À Madame Victor Hugo.

Mardi 24 [mai 1859].

Chère amie, Charles nous est arrivé ce matin. Nous avons passé la matinée à parler de toi et d’Adèle. Londres a ennuyé Charles, mais ne produit pas le même effet sur vous, et je suis charmé que ce voyage vous ait donné la distraction que vous en attendiez. Je suis en proie à un mal de tête assez tenace.
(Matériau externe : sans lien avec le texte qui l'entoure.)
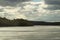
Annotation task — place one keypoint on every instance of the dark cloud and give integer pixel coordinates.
(11, 2)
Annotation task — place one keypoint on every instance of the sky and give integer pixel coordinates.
(36, 10)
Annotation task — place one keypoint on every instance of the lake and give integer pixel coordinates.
(30, 33)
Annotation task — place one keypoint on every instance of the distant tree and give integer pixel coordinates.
(15, 22)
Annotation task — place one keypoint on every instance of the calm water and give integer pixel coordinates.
(30, 33)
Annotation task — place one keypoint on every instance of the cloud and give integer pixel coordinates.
(11, 2)
(52, 4)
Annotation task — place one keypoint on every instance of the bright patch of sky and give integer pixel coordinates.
(36, 0)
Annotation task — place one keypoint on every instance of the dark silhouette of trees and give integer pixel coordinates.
(15, 22)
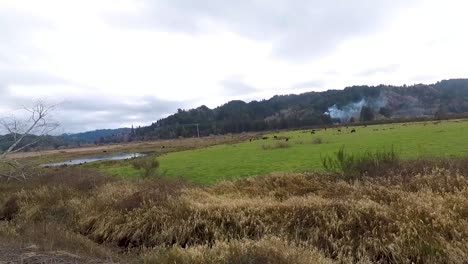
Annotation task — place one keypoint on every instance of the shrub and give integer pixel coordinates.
(148, 165)
(354, 166)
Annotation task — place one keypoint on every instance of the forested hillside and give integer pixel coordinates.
(353, 104)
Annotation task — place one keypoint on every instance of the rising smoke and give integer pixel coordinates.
(345, 113)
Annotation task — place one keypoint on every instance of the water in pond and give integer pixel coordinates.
(94, 159)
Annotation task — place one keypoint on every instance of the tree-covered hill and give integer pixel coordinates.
(316, 108)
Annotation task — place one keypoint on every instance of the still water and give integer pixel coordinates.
(94, 159)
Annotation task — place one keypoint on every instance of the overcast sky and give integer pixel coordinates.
(114, 63)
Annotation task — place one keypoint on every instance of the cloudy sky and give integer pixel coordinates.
(114, 63)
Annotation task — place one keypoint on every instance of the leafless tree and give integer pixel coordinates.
(37, 123)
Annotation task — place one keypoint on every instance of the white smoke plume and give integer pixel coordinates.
(354, 109)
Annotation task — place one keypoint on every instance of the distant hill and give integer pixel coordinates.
(356, 103)
(353, 104)
(99, 136)
(102, 136)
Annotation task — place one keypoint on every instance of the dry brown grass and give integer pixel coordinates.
(416, 214)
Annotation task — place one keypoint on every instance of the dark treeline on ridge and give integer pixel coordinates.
(353, 104)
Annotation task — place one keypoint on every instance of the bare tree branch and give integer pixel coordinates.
(38, 124)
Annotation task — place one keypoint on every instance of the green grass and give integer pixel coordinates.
(210, 165)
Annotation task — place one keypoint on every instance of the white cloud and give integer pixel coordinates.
(186, 53)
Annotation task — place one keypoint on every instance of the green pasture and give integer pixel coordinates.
(303, 153)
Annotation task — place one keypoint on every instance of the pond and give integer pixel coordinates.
(94, 159)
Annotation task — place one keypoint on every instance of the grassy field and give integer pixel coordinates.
(304, 151)
(403, 211)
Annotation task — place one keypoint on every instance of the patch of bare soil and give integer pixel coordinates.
(33, 255)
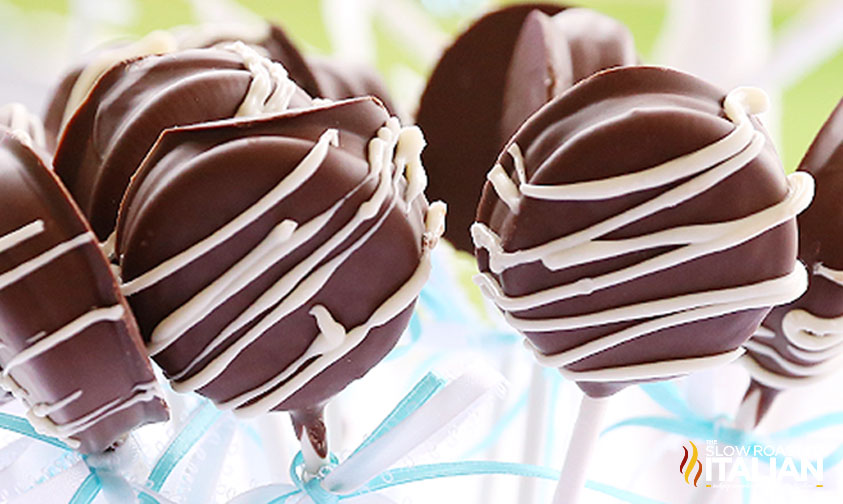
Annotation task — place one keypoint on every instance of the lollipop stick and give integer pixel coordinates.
(536, 421)
(580, 449)
(309, 425)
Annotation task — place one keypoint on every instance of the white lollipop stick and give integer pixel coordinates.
(580, 449)
(312, 461)
(536, 424)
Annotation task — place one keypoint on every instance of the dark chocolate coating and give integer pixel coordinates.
(554, 53)
(32, 126)
(656, 115)
(820, 242)
(105, 360)
(277, 47)
(176, 200)
(338, 80)
(497, 73)
(105, 141)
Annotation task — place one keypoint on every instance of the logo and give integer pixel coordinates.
(687, 466)
(745, 465)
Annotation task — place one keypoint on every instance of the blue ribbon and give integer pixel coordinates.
(417, 397)
(92, 485)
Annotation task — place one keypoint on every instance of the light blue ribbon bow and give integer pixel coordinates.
(193, 430)
(418, 396)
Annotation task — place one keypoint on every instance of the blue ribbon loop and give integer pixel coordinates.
(683, 421)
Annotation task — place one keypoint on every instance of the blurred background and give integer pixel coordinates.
(792, 48)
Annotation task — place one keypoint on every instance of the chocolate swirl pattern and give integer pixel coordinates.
(108, 136)
(503, 68)
(283, 294)
(59, 305)
(801, 343)
(539, 312)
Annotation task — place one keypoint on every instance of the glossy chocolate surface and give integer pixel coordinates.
(110, 133)
(649, 115)
(274, 44)
(104, 364)
(820, 243)
(498, 72)
(185, 192)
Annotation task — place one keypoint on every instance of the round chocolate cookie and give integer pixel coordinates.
(268, 39)
(272, 261)
(318, 78)
(111, 132)
(495, 75)
(801, 343)
(340, 80)
(640, 227)
(69, 346)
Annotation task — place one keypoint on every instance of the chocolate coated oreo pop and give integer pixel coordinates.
(267, 38)
(640, 227)
(272, 261)
(70, 346)
(801, 343)
(497, 73)
(107, 138)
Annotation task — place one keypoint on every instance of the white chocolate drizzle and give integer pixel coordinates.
(47, 343)
(813, 350)
(269, 92)
(16, 274)
(271, 88)
(703, 169)
(24, 124)
(393, 154)
(38, 412)
(833, 275)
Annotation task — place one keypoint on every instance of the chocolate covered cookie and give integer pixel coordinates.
(69, 346)
(640, 227)
(272, 261)
(800, 343)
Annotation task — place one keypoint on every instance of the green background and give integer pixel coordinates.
(805, 104)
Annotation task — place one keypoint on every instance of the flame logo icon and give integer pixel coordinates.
(687, 466)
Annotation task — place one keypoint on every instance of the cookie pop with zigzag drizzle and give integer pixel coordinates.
(801, 343)
(272, 261)
(638, 228)
(69, 346)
Je vais essayer de quelques jours de Serk. Nous partons après-demain jeudi. J’ai reçu aujourd’hui les premières épreuves de La Légende des Siècles. Et à ce sujet Hetzel m’écrit pour me prier de prier Vacquerie d’une chose dont je te prie à mon tour. Voici le fait : Il importe à Hetzel, pour ses combinaisons d’affaires, que les libraires et éditeurs de Paris me croient encore très indécis sur le moment ou je publierai « La Légende des Siècles » et refusant (moi) de livrer immédiatement le manuscrit à Hetzel. Or Auguste, sans le vouloir, a détraqué cela. Il a dit à Michel Lévy que j’avais envoyé le premier volume à Bruxelles. De là plusieurs inconvénients pour Hetzel. Il serait à désirer qu’Auguste trouvât moyen de revenir là-dessus le plus tôt qu’il pourra, et de dire au même Michel Lévy, qu’il s’était trompé, que je continue d’être indécis, que je n’ai envoyé qu’une partie du premier volume et qu’Hetzel, qui me presse, n’est pas tranquille. Voilà les propres paroles qu’Hetzel désire et que je transcris dans sa lettre. Transmets-les à Auguste, qui dans sa sagesse avisera. Envoie-moi par la poste un numéro du Nord qu’Auguste t’a adressé pour me le renvoyer. C’est lui-même qui me l’écrit. Ce numéro contient un article de M. de Pène sur Auguste, et il veut que je le lise, cet article me concernant beaucoup. Je te recommande de ne pas oublier cet envoi.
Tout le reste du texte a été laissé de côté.